This is a significant year for Black History Month. 2013 is the 50th Anniversary of the March on Washington and the 150th anniversary of the Emancipation Proclamation. Looking at the historical context of those two major events and looking at our nation today, it is easy to see that we have made substantial progress as a nation. Sadly, we still have far to go.
This month is set aside to celebrate the substantial accomplishments of African Americans and to look at the cultural and political history of the African-American experience. Here at TSM we’ll take some time to celebrate more individuals who have made great contributions to social justice as pioneers, activists, and role models. Although it is wonderful to have many people to celebrate, the list of “African-American Firsts” still has many gaps; distressingly, many of these firsts have happened in just the past decade — many are still first-and-only accomplishments.
Equality is still just a dream when nearly 13% of the people in our country identify as African American and far fewer than this are represented in most walks of life. Sadly, the places where African Americans are over-represented include poverty, dropouts, and incarceration, further evidence that institutionalized oppression still plays a major role in how things work in America. In states like Alabama, blacks that are or were incarcerated lose their right to vote for the rest of their lives–so much for the 14th Amendment.

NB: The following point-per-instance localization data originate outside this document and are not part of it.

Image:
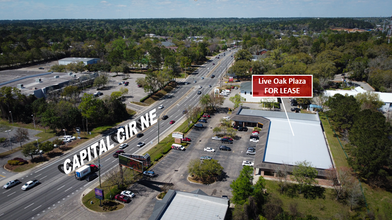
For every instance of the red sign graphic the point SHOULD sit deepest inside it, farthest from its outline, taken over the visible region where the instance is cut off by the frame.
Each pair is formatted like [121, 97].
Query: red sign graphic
[299, 86]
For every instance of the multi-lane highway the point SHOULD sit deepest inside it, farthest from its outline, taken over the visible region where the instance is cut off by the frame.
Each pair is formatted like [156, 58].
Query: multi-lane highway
[56, 187]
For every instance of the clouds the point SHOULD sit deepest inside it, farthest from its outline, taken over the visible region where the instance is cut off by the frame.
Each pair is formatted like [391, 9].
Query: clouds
[73, 9]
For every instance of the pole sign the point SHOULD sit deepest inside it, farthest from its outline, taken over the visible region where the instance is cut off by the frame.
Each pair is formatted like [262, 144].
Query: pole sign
[299, 86]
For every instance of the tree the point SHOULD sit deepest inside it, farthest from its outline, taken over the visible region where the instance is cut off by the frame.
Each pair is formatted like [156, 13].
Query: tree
[370, 146]
[207, 171]
[242, 186]
[21, 135]
[237, 99]
[29, 150]
[304, 174]
[243, 55]
[101, 81]
[369, 100]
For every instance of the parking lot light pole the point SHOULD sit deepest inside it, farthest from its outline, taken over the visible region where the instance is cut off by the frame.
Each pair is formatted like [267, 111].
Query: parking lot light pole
[12, 118]
[33, 120]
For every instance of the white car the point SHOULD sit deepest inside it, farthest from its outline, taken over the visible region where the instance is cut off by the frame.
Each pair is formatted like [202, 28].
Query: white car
[29, 184]
[122, 146]
[216, 138]
[209, 149]
[247, 163]
[128, 193]
[11, 184]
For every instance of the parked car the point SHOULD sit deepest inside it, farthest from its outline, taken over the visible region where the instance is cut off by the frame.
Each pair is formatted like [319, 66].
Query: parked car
[30, 184]
[205, 158]
[251, 151]
[149, 173]
[122, 198]
[223, 147]
[128, 193]
[11, 184]
[123, 146]
[225, 140]
[247, 163]
[216, 138]
[187, 139]
[209, 149]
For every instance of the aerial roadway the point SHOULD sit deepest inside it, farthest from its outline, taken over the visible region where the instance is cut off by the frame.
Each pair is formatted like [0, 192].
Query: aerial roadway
[55, 187]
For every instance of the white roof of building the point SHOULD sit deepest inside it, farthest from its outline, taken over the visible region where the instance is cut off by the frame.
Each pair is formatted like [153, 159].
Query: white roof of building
[385, 97]
[307, 143]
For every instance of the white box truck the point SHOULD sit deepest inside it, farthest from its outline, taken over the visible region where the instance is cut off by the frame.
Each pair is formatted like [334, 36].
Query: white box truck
[85, 171]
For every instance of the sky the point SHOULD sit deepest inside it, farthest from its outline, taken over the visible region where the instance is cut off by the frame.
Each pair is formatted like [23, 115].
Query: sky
[124, 9]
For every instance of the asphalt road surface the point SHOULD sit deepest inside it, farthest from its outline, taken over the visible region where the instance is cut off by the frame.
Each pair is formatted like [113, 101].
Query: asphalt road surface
[55, 187]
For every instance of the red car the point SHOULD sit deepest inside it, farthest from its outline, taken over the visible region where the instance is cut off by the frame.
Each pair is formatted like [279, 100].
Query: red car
[122, 198]
[186, 139]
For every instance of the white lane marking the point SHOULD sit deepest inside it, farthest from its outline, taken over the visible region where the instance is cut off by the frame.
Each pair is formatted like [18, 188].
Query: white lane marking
[36, 208]
[68, 189]
[11, 194]
[29, 205]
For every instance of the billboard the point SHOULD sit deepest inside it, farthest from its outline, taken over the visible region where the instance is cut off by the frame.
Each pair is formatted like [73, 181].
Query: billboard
[99, 193]
[135, 162]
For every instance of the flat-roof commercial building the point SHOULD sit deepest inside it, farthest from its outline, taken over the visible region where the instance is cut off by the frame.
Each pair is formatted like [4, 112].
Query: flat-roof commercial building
[177, 205]
[86, 61]
[284, 141]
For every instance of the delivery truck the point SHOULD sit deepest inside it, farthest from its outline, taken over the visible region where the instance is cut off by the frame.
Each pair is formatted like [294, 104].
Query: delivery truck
[85, 170]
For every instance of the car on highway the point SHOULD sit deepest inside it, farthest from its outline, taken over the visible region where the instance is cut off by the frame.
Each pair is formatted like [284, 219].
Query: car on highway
[251, 151]
[216, 138]
[205, 158]
[11, 184]
[122, 198]
[91, 177]
[209, 149]
[187, 139]
[226, 148]
[30, 184]
[247, 163]
[128, 193]
[149, 173]
[123, 146]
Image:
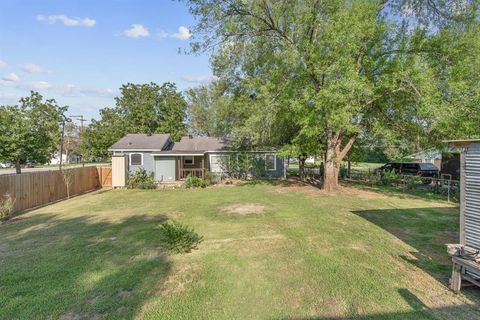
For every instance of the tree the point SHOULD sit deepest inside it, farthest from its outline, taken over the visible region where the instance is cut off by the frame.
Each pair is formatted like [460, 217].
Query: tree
[340, 68]
[30, 131]
[141, 108]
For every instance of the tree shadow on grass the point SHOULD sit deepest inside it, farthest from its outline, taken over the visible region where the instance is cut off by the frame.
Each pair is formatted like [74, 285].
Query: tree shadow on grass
[52, 266]
[427, 230]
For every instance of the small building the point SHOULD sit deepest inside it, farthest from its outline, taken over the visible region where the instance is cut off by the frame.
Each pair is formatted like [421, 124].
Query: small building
[469, 210]
[191, 156]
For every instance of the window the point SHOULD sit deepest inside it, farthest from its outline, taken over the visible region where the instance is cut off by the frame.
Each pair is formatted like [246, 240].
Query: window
[136, 159]
[188, 161]
[270, 162]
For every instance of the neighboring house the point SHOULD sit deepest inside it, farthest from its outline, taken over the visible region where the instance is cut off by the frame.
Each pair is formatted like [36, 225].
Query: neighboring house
[192, 156]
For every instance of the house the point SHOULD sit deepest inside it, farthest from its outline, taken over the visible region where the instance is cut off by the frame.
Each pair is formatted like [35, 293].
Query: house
[191, 156]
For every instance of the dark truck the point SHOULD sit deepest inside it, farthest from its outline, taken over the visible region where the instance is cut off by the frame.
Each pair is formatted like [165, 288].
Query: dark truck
[425, 170]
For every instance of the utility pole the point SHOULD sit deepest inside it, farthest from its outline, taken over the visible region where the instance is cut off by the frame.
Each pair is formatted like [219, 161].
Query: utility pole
[82, 120]
[65, 119]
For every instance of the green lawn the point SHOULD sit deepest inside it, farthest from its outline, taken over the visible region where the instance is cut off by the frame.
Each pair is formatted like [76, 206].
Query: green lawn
[309, 255]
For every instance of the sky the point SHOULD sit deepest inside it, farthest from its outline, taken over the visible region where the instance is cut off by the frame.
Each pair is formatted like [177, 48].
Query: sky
[80, 52]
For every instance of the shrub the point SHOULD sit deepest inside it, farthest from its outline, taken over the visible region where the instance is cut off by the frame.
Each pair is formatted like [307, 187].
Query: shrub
[179, 238]
[389, 177]
[195, 182]
[411, 181]
[140, 179]
[6, 207]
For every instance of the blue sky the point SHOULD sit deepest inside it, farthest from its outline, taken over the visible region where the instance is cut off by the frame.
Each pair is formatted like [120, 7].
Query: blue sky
[81, 51]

Until leadership — political and economic (what I call the dominant discourse) — in this country is truly representational, it will be hard to overcome these facts. Progress is slow. Even with the most diverse Congress ever, fewer than 10% of the House is African American. In the Senate, this month will see the first time ever that two African Americans serve that body, and that 2% representation was entirely appointed, not elected.
I would love to see a point in history when we don’t need Black History, Women’s History, or LGBT History Months. I don’t see that happening until we have a level playing field, which would require eradicating racism, misogyny, and homophobia. This also means we see accurate representation in history books of Blacks, Women, and LGBT folk.
For now, there is still much to celebrate. Let’s kick off Black History Month in this historic year with an eye to so many wonderful accomplishments. Let inspiration drive hope to fuel more success.